Kismet! Taylor Swift and Emily Dickinson Are Purportedly Related

A new Taylor Swift Easter egg has been revealed, and this one was hiding in the one place no one thought to look: her DNA. Genealogy company Ancestry announced today that Swift is related to none other than Emily Dickinson. How they came to that conclusion is unclear — did they have her do a saliva swab? — but according to Ancestry the Massachusetts poet is apparently Swift’s sixth cousin, three times removed. At that point, calling them related feels like a reach, but that’s just one blogger’s opinion. The purported familial tie between the two writers comes just about a month before Swift’s 11th album comes out, aptly titled The Tortured Poets Department. But this is only the latest connection between Swift and Dickinson.

Fans first clocked Swift as a potential Dickinson fan back when Evermore came out at the end of 2020. On the album’s closer and titular song, Swift sings, “This pain wouldn’t be for evermore.” Dickinson ends the poem “One sister I have in our house,” with the words “Sue — forevermore!” Depending on how much you care, this could be Swift choosing to use a word that has a bit more of a flourish or it could be her acknowledging Dickinson as both an influence and a cousin.

A year after that album came out, the song “Ivy” was featured on the Apple TV+ show Dickinson. Fans had previously speculated that this song was about Dickinson and her sister-in-law Sue (from the aforementioned poem), with whom the poet was in love. On the show, “Ivy” was featured in the episode in which Emily and Sue have a sex scene. But wait, there’s more!

Evermore came out at midnight on December 10 — Dickinson’s birthday. Swift told Entertainment Weekly that the inspiration for the Folklore album cover was “this girl sleepwalking through the forest in a nightgown in 1830.” Who was born in 1830? Yes, the French poet Frédéric Mistral but also the American poet Emily Dickinson. Do you think I’m done?
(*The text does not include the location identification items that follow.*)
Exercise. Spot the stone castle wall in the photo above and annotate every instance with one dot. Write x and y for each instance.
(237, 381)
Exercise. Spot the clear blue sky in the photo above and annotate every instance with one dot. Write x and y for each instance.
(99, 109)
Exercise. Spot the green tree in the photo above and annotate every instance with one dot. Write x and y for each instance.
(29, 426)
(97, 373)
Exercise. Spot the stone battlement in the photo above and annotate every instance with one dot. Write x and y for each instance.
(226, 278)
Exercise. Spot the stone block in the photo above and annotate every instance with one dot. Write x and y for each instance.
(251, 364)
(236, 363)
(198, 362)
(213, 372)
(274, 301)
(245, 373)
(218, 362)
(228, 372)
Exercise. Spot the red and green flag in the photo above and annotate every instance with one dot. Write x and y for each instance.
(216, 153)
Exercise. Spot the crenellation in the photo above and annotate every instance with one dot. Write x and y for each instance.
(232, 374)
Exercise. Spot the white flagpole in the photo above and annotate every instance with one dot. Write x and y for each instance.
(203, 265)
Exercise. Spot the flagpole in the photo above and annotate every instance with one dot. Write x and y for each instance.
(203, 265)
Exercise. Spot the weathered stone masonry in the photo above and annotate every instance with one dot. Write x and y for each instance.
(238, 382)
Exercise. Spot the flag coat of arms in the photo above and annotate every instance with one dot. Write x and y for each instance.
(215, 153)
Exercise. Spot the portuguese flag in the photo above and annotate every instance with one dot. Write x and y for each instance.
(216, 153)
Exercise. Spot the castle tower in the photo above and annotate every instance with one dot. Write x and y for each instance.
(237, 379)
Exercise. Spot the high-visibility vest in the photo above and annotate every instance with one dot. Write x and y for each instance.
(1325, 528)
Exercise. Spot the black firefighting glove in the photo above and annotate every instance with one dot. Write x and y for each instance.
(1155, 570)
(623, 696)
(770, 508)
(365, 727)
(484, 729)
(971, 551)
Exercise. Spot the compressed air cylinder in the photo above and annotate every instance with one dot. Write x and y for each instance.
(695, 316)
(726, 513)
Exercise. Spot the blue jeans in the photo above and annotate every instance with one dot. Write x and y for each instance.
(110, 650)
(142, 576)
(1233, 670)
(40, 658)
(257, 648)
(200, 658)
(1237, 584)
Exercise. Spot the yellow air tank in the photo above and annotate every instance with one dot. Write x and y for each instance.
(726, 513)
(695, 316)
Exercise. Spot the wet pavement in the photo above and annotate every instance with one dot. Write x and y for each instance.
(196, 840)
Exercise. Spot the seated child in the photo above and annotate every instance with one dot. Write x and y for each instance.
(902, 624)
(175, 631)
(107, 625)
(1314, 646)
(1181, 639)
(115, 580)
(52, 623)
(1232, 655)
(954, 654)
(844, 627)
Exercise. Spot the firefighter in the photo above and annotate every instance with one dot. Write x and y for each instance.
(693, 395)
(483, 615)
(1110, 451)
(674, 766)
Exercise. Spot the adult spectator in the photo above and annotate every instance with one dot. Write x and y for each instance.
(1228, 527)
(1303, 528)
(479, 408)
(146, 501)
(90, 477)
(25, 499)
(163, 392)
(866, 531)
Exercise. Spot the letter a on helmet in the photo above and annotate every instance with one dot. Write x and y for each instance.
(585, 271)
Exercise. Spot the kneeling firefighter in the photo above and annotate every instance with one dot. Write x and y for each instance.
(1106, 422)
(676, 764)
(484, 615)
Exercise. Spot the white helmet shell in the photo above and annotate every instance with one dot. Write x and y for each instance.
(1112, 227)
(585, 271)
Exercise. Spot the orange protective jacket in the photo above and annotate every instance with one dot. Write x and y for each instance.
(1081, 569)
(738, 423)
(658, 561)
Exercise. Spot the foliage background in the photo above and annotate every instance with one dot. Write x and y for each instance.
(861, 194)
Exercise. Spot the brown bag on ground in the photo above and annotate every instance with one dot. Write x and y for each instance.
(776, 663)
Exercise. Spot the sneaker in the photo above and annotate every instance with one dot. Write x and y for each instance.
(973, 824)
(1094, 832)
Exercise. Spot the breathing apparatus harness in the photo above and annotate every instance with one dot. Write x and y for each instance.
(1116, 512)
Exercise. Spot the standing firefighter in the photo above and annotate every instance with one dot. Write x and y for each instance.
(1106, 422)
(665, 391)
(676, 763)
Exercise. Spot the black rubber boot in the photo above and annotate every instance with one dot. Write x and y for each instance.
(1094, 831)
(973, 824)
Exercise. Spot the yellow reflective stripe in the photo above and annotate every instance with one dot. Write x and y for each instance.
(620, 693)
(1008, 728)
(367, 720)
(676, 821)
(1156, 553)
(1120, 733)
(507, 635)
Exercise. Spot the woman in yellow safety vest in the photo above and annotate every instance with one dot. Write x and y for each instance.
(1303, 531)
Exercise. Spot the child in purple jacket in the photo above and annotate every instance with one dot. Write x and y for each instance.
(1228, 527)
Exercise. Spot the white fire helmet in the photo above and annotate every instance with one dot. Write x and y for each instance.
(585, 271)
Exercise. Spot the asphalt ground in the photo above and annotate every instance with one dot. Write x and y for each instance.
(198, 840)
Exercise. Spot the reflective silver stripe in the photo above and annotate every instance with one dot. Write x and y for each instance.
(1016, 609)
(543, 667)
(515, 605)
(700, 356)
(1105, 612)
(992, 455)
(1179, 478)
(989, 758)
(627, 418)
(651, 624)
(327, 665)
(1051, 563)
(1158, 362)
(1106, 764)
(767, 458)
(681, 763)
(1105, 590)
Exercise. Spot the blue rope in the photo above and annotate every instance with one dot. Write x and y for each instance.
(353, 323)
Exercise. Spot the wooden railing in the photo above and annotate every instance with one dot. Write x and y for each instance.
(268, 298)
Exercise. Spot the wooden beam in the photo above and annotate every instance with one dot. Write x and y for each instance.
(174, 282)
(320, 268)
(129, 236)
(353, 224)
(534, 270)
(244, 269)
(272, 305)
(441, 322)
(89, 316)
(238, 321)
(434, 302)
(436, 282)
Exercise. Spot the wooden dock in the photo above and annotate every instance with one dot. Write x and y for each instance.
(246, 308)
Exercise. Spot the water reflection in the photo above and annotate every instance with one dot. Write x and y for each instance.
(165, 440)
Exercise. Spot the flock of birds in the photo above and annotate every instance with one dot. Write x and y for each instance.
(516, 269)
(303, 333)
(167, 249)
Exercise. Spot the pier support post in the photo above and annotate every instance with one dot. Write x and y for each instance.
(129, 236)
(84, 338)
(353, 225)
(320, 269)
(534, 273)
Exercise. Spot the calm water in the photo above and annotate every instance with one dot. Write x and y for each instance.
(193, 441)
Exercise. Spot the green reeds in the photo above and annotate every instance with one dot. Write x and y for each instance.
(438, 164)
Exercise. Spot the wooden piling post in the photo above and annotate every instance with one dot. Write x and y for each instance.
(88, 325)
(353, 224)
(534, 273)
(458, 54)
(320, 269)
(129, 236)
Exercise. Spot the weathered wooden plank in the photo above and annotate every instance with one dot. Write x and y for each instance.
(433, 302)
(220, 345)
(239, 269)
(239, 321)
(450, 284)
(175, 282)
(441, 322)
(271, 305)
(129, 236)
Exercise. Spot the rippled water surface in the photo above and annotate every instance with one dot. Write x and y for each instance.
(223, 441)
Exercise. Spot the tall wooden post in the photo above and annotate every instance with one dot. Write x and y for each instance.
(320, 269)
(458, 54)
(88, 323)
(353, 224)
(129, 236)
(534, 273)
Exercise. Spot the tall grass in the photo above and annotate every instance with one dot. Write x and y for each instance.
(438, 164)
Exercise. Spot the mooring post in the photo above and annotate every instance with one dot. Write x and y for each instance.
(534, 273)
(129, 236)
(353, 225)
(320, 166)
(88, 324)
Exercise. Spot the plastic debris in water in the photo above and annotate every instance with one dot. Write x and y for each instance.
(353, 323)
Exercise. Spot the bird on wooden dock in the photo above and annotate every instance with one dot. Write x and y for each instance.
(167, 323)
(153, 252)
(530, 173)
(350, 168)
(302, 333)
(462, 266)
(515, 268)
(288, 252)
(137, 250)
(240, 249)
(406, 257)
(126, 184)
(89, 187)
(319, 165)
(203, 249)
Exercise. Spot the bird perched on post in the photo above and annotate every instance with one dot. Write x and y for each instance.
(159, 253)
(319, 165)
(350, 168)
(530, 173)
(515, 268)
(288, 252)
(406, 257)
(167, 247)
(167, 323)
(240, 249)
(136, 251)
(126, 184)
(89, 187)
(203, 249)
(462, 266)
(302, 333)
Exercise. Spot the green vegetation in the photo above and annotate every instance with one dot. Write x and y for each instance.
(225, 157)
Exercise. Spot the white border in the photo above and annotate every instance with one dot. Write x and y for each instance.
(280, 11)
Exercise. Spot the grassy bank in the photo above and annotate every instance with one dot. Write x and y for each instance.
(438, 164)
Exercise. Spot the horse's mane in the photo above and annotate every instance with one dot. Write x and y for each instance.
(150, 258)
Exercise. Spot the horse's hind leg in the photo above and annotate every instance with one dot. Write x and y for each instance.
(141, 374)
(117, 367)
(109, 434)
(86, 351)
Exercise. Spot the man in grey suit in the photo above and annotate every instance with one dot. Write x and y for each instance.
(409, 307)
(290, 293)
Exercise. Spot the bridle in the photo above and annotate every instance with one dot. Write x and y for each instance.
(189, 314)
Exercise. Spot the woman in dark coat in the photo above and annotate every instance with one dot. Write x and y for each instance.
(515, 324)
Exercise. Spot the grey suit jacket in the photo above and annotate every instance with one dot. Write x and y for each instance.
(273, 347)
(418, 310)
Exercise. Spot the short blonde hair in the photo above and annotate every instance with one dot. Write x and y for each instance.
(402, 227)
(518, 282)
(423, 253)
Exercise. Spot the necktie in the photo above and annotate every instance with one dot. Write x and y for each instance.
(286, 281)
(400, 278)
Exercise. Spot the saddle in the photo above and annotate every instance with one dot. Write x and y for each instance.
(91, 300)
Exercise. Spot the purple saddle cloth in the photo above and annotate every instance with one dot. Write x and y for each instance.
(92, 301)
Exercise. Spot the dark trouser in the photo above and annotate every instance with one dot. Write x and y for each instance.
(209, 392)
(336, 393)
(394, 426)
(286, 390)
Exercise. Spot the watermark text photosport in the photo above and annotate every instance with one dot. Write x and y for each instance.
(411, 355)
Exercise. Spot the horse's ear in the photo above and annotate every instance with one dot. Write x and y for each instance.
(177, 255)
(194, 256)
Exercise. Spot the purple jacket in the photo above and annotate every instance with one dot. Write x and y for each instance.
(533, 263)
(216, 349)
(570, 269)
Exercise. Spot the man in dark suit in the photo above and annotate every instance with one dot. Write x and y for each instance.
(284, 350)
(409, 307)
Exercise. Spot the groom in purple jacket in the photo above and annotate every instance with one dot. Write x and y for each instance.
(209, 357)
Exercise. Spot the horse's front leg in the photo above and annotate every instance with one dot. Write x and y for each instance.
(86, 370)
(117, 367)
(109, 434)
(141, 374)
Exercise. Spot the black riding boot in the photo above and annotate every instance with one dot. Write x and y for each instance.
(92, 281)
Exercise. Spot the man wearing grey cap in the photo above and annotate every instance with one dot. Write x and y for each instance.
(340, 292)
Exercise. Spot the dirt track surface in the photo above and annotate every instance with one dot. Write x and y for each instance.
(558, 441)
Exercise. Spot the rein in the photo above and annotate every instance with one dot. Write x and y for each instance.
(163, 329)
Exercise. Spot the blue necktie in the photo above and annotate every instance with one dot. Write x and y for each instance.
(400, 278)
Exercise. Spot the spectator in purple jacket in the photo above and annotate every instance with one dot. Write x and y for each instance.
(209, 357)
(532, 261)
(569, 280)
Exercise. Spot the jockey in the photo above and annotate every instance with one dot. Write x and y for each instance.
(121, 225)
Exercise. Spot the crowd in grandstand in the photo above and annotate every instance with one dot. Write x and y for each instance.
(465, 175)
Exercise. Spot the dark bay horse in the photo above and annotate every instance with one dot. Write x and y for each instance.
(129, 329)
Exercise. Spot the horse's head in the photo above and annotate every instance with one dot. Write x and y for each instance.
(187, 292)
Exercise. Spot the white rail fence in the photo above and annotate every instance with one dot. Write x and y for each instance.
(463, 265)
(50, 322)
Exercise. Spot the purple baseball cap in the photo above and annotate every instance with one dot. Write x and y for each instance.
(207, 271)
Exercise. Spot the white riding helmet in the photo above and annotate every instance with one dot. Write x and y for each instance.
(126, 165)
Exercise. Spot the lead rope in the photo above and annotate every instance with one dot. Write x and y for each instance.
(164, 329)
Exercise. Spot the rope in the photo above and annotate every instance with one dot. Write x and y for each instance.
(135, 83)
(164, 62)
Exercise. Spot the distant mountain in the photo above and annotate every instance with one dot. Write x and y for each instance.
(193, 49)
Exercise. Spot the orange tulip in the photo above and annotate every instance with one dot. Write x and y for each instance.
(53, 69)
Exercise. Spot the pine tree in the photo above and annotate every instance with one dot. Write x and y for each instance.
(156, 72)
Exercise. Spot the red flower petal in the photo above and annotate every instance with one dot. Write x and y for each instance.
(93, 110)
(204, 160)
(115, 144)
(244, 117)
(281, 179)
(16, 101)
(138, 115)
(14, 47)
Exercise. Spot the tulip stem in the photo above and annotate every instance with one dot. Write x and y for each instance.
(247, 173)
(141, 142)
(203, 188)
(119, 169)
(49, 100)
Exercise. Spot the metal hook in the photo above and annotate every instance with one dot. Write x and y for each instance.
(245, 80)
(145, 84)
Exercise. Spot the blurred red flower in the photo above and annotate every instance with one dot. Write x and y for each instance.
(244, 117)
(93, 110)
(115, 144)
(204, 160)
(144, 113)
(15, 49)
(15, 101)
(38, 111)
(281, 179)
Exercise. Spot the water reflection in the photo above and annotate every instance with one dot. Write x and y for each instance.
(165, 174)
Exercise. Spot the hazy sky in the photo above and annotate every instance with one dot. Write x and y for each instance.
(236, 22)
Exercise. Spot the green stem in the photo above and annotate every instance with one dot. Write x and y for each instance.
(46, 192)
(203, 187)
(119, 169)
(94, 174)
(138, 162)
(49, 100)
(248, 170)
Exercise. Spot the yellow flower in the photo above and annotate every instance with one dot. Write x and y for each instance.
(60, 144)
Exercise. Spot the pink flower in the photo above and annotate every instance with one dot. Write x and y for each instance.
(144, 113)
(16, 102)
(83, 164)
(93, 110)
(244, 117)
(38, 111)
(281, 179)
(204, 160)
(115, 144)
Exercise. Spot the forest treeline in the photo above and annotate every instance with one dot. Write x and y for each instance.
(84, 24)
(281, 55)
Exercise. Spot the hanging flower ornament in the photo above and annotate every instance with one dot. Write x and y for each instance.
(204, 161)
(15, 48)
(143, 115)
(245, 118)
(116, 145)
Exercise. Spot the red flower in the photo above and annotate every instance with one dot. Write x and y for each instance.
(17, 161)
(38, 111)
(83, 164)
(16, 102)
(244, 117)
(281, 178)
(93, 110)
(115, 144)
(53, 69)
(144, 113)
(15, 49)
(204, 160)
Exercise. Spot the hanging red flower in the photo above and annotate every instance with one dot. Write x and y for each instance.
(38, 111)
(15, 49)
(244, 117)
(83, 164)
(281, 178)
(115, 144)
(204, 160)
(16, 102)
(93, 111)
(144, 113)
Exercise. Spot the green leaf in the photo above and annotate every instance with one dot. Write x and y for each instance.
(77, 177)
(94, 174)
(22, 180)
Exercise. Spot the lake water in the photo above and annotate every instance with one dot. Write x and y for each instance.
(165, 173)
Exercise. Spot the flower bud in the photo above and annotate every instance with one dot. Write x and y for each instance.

In 2022, while accepting the Nashville Songwriters Association International award for Songwriter-Artist of the Decade, Swift revealed that she categorizes her songs into “quill lyrics, fountain-pen lyrics, and glitter-gel-pen lyrics.” You won’t believe who she mentioned when describing quill lyrics.

“If I was inspired to write it after reading Charlotte Brontë or after watching a movie where everyone is wearing poet shirts and corsets,” Swift said, referring to a different 19th-century author, “If my lyrics sound like a letter written by Emily Dickinson’s great-grandmother while sewing a lace curtain, that’s me writing in the quill genre.” What she didn’t know at the time was that Dickinson’s great-grandmother was her … fifth cousin twice removed? Sorry, I won’t pretend I understand how any of that works. What I know for sure is that it’s time for Swifties to add a new color of (invisible) string to their corkboards.